Kahn’s cast is nothing if not beautifully spoken. Avery Brooks is of the James Earl Jones school of resonant speech, as is Earle Hyman. Petronia Paley as both Jocasta and Eurydice (Creon’s wife) is a model of lucidity. So are Michael Genet (Creon),
Johnny Lee Davenport (Theseus), Lance Williams (Polyneices), Cynthia Martells (Antigone), Tracie Thoms (Ismene) and Jovan Rameu (Haimon). Yet, much of the time, the speech remains distanced and unaffecting. Brooks, for example, rarely looks anyone in the eye as he spins, wags his finger, poses with hands on hips, goes into palsies, extends his arms, and otherwise gesticulates. The performance is scored and choreographed, but it doesn’t seem to be felt or targeted. After the blinding of Oedipus, we hardly notice a change in vocal energy, nor is there much difference in the way he faces (or doesn’t) other people.

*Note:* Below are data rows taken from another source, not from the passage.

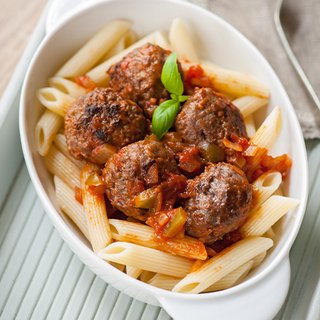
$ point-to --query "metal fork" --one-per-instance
(293, 59)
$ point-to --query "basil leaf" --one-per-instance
(183, 98)
(171, 77)
(163, 117)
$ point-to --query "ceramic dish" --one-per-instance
(261, 295)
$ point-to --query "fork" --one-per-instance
(292, 57)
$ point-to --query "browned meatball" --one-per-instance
(135, 168)
(138, 77)
(208, 117)
(220, 201)
(102, 117)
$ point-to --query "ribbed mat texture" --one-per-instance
(42, 279)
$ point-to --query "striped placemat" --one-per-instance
(42, 279)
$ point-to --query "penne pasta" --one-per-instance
(144, 235)
(265, 186)
(249, 104)
(250, 125)
(99, 74)
(83, 60)
(222, 264)
(146, 258)
(181, 42)
(55, 100)
(95, 208)
(146, 275)
(232, 82)
(133, 272)
(67, 86)
(267, 214)
(270, 234)
(268, 131)
(70, 206)
(163, 281)
(59, 165)
(232, 278)
(46, 129)
(61, 144)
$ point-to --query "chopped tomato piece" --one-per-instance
(190, 160)
(195, 76)
(176, 223)
(212, 152)
(169, 223)
(95, 183)
(149, 199)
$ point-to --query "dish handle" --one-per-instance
(262, 300)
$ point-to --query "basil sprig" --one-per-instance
(164, 115)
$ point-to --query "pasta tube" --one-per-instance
(250, 125)
(232, 82)
(266, 215)
(70, 206)
(163, 281)
(46, 129)
(67, 86)
(268, 131)
(146, 258)
(144, 235)
(95, 208)
(232, 278)
(223, 263)
(265, 186)
(249, 104)
(133, 271)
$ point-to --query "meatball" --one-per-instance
(220, 201)
(208, 117)
(135, 168)
(138, 77)
(102, 117)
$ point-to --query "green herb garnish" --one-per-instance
(164, 115)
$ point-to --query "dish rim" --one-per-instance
(72, 239)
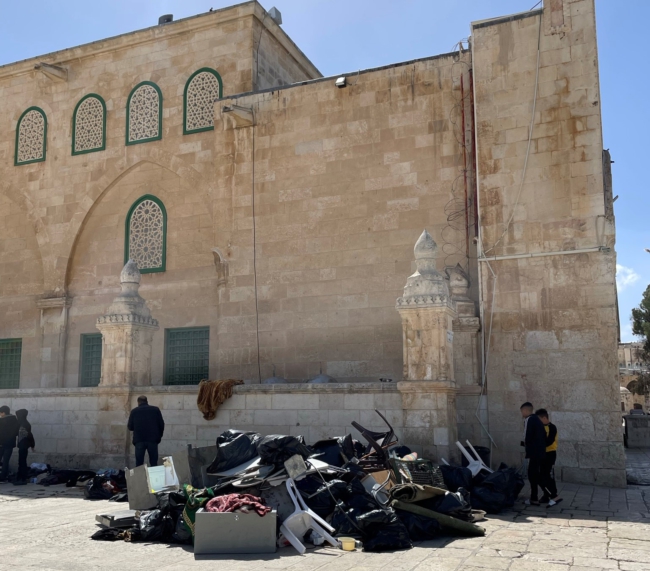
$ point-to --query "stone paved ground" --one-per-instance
(593, 529)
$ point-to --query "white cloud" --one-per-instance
(625, 277)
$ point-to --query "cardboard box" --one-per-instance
(235, 532)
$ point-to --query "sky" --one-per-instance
(342, 36)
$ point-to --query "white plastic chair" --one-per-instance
(303, 519)
(475, 464)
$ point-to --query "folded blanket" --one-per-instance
(212, 394)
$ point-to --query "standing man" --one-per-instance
(8, 434)
(147, 425)
(535, 444)
(549, 486)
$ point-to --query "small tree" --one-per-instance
(641, 328)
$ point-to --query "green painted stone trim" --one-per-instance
(187, 84)
(88, 352)
(128, 109)
(10, 365)
(20, 120)
(74, 124)
(195, 362)
(127, 232)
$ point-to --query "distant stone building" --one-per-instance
(272, 214)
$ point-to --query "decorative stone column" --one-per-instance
(429, 388)
(127, 332)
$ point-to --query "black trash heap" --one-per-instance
(378, 493)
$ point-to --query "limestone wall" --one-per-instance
(343, 182)
(86, 427)
(62, 221)
(553, 320)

There are exceptions, and they are very gripping. Polyneices’ plea to his exiled father for support is a straightforward trajectory from uncertainty through gathering courage to heartfelt kneeling at the parent’s feet; the son travels the full width of the stage to reach the stonily silent father on whose decision the future hangs. Lance Williams nearly persuades us that he’ll turn the king around and, as he drops to his knees, we are wholly unprepared for Oedipus–who was immobile throughout the speech–to grab the boy’s throat and choke him for what seems a very long time. The sequence is shocking, clean, and dramatic. Likewise Jovan Rameu’s rendering of Haimon’s lecture to his father is so smart, so warm, and so morally astute, that Michael Genet’s Creon looks, by comparison, even more hardhearted than his own performance indicates. Antigone’s final plea–delivered by Cynthia Martells directly to the audience, asking us to stand in for the chorus and hence her larger world–is pointed and challenging.

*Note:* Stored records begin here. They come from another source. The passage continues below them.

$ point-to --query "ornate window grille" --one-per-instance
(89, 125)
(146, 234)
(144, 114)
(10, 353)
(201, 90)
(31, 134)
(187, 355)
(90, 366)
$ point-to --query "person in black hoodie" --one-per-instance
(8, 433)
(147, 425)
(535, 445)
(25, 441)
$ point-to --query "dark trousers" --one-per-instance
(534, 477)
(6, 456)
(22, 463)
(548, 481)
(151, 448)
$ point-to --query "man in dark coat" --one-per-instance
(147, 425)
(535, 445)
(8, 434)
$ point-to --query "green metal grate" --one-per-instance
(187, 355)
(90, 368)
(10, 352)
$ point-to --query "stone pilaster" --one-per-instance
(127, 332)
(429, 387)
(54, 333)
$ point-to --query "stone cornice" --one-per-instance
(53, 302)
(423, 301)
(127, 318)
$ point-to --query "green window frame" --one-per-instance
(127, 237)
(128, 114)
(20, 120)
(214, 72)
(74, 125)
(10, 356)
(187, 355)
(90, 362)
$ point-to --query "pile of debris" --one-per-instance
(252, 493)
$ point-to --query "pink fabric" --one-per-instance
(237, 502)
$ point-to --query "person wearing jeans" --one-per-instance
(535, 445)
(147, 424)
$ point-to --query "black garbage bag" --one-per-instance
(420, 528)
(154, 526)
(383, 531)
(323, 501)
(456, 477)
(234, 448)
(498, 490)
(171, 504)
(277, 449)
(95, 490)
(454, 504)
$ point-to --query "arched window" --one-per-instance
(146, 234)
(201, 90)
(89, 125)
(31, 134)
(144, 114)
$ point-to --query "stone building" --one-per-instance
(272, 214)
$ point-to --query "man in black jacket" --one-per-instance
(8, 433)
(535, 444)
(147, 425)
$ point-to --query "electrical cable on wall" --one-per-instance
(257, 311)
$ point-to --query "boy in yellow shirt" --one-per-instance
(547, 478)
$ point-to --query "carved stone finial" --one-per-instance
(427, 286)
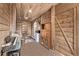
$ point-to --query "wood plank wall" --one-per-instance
(46, 32)
(4, 22)
(24, 27)
(66, 15)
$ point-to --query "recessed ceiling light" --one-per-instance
(30, 11)
(26, 17)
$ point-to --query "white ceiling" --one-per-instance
(37, 10)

Still, such fine moments are not enough to compensate for an otherwise respectful but bloodless evening. It’s hard for those of us who saw it to forget last year’s production of Oedipus by the National Theatre of Greece. There, the chorus, representing Oedipus’ beloved city and his interlocutor, slowly turned away from him and seemed to mummify over the course of the play. The shepherd and messenger were rough-hewn country dwellers, offering a real contrast to the social cachet that Oedipus accuses Jocasta of wanting to protect. (In Kahn’s production, these characters sound like the Yale and Juilliard graduates that their players are.) Oedipus himself went from vigorous life force to harrowed victim. Brooks, whose voice and body never seem to register failings, emerges from the blinding with daubs of stage blood on his cheekbones and his eye sockets inexplicably intact. The pain of his final moments at Thebes was also blunted by the presence of two children playing Ismene and Antigone. Apparently, they had been directed to sob–which, on the night I attended, one did phonily while the other coughed.

A final note about cultural specificity: Directors Smith and Kahn and a group of actors, scholars, and journalists planned a symposium entitled “Classic Plays, Modern Lives” for Monday, September 17, at 7:30pm, which coincided with the start of Rosh
Hashanah. It’s hard to think about religion in antiquity when doing so is obviously peripheral in many modern lives. Which brings us back to the real world–where, like it or not, religion is still grounds for war and self-slaughter, just as it was for classic Greek characters.